Pork and Veal Picnic Terrine
Serves 12-14
1.5 kg pork and veal mince
2 cloves garlic, crushed
Salt and pepper, to taste
1/2 teaspoon dried thyme
1/2 teaspoon ground cloves
2 x 60g eggs
Grated rind 1 lemon
1/2 cup dry sherry or brandy
2 bay leaves
1 litre water
Lemon slices to garnish
Lightly grease a heatproof terrine dish or loaf tin which will fit into the Slow Cooker. Combine minced meat, garlic, seasonings, thyme, cloves, eggs, lemon rind and sherry or brandy, mix well.

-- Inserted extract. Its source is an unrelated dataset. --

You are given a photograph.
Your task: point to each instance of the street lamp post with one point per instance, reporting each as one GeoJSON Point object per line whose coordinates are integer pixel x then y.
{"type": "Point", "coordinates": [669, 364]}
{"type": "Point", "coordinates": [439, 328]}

Spoon into the terrine dish and smooth out the top, arrange bay leaves and lemon slices on top. Cover the terrine dish with a lid or a few layers of foil and secure. Place 1 cup of water in the Slow Cooker and a small trivet or upturned heatproof saucer. Lower terrine onto the trivet in the Slow Cooker, cover with lid and cook on LOW for 8-9 hours, or HIGH for 5-6 hours. Remove the terrine from the Slow Cooker, cool with a weight on top of the terrine then chill.
Serve with crusty bread and spicy chutney.
Note: Replenish water in the crockery bowl during the cooking time if required. Ensure the water does not ingress into the terrine dish.